Ia menegaskan, masyarakat Kepri bisa turun ke jalan jika keadilan tidak ditegakkan.”Rakyat Kepri damai, tapi jangan coba-coba permainkan hukum,” ujarnya.
Aldo juga mengingatkan agar hukum tak hanya tajam ke rakyat kecil, tapi tumpul ke pejabat. “Kalau pejabat salah, harus dihukum. Jangan jadi alat politik!” serunya.
Investigasi Lapangan: Tidak Ada Reboisasi
Aktivis Niko Silalahi mengaku telah melakukan investigasi lapangan ke Bintan. Ia menyatakan tidak menemukan upaya reboisasi di lokasi bekas tambang sebagaimana dijanjikan pemerintah daerah.
“Kami sudah ke sana. Nyata, tidak ada reboisasi,” kata Niko.
Ia menuntut Presiden Prabowo menggunakan kewenangannya sebagai kepala negara untuk memerintahkan aparat bertindak.
“Kalau dibiarkan, rakyat akan bertindak sendiri. Jangan salahkan kami nanti,” ucapnya.

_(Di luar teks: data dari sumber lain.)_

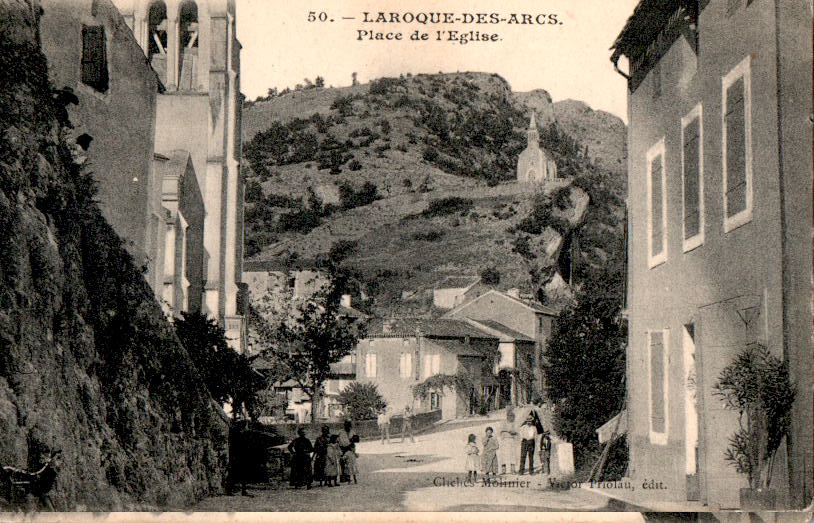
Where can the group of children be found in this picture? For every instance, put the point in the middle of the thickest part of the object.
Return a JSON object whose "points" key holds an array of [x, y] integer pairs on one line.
{"points": [[488, 460]]}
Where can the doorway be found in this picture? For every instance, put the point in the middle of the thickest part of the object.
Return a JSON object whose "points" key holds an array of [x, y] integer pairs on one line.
{"points": [[691, 421]]}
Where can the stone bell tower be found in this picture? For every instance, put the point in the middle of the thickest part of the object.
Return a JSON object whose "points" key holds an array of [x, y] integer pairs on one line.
{"points": [[193, 49]]}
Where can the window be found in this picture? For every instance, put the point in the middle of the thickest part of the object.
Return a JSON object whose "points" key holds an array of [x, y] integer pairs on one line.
{"points": [[370, 365], [406, 365], [692, 178], [94, 57], [656, 206], [432, 365], [737, 146], [435, 401], [157, 30], [656, 73], [657, 371]]}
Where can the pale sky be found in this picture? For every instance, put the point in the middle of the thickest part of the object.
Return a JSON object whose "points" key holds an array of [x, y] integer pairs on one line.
{"points": [[569, 59]]}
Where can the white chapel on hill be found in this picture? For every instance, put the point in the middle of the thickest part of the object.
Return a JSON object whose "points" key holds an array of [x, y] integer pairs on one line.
{"points": [[535, 165]]}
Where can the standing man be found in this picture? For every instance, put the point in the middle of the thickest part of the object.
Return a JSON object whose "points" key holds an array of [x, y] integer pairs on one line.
{"points": [[407, 424], [528, 435], [384, 424]]}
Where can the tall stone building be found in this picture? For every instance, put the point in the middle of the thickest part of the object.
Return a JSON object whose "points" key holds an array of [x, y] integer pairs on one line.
{"points": [[193, 48], [535, 165], [161, 138], [719, 243]]}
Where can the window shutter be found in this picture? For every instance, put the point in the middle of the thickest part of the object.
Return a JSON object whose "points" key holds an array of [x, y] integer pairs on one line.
{"points": [[657, 382], [735, 149], [692, 209], [656, 218], [94, 58]]}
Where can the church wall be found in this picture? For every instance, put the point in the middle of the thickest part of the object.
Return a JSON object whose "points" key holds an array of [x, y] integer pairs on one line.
{"points": [[121, 119]]}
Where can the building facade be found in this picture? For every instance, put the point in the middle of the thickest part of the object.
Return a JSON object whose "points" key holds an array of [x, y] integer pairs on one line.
{"points": [[193, 48], [535, 165], [719, 247], [398, 354], [511, 314]]}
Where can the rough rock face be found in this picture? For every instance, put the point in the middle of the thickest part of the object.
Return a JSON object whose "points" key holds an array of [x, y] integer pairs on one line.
{"points": [[88, 364], [603, 133], [538, 101]]}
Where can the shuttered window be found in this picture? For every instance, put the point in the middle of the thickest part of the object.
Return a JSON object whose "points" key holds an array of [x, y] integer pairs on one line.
{"points": [[370, 365], [692, 179], [658, 385], [657, 214], [735, 150], [737, 145], [94, 58]]}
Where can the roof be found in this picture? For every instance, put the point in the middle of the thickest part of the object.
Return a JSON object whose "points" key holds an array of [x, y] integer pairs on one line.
{"points": [[536, 307], [647, 21], [505, 332], [457, 347], [430, 328], [457, 282]]}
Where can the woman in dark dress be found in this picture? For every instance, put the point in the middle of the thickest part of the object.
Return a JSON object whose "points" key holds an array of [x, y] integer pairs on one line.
{"points": [[301, 450], [320, 454]]}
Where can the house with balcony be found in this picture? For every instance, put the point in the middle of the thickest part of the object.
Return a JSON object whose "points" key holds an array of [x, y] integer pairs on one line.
{"points": [[719, 233]]}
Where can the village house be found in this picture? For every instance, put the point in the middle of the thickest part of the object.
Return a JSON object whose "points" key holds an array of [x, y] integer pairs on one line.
{"points": [[398, 354], [163, 145], [518, 320], [193, 48], [535, 165], [719, 245]]}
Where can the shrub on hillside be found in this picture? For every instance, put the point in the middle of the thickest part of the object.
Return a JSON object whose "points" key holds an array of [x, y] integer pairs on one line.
{"points": [[447, 206]]}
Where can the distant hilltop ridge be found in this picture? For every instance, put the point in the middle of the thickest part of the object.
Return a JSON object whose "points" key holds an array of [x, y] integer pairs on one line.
{"points": [[414, 178]]}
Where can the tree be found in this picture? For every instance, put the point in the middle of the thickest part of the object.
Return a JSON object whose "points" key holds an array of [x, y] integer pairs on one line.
{"points": [[313, 337], [585, 364], [228, 376], [361, 401]]}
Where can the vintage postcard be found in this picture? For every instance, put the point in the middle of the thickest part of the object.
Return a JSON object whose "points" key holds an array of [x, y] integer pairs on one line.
{"points": [[372, 256]]}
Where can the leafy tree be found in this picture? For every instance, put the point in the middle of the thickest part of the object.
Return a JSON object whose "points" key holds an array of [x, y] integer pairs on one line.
{"points": [[585, 363], [228, 376], [311, 338], [362, 400]]}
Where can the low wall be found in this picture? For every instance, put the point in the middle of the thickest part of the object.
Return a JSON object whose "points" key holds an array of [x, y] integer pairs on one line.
{"points": [[366, 429]]}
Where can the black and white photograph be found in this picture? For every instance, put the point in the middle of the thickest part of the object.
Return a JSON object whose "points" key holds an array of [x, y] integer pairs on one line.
{"points": [[369, 256]]}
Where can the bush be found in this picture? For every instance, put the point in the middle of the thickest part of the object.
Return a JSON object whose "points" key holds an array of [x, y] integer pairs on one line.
{"points": [[447, 206], [428, 236], [362, 401], [490, 276]]}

Gerindra Dianggap Tak Serius

Iskandar juga mengkritik sikap Partai Gerindra yang dianggap tidak responsif. Ia menyebut pada tahun lalu, laporan mereka diterima di lantai 3 kantor DPP Gerindra, dan dijanjikan akan ditindaklanjuti.
“Tapi sekarang kami dikonferensi pers di trotoar. Diabaikan!” katanya.
Ia bahkan mempertanyakan apakah ada kepentingan politik yang membuat Gerindra menutup mata.
“Apakah karena dia bagian dari ‘geng Solo’? Prabowo takut?” sindir Iskandar.
Menurutnya, bila hukum dikorbankan demi politik, itu akan merusak kepercayaan rakyat.
Desakan ke KPK dan Kejaksaan Agung
Aktivis mendesak KPK untuk bertindak cepat dan independen dalam mengusut kasus ini.”Kalau KPK lamban, lebih baik dibubarkan saja!” ujar Iskandar geram.
Niko menambahkan, jika hukum tidak ditegakkan, akan muncul reaksi keras dari rakyat. “Kami tidak mau gerakan barbar. Tapi kalau negara diam, kami terpaksa,” katanya.
Empat Tuntutan Aktivis
Ketiga aktivis sepakat menyampaikan empat tuntutan utama:
- Presiden Prabowo segera menginstruksikan penanganan kasus DJPL Rp168 miliar.
- Kejaksaan Agung mengambil alih penyidikan dari Kejati Riau.
- KPK mempercepat proses hukum tanpa tekanan politik.
- Partai Gerindra menindaklanjuti laporan rakyat secara serius.
“Kami tidak akan berhenti sampai keadilan ditegakkan,” pungkas Iskandar.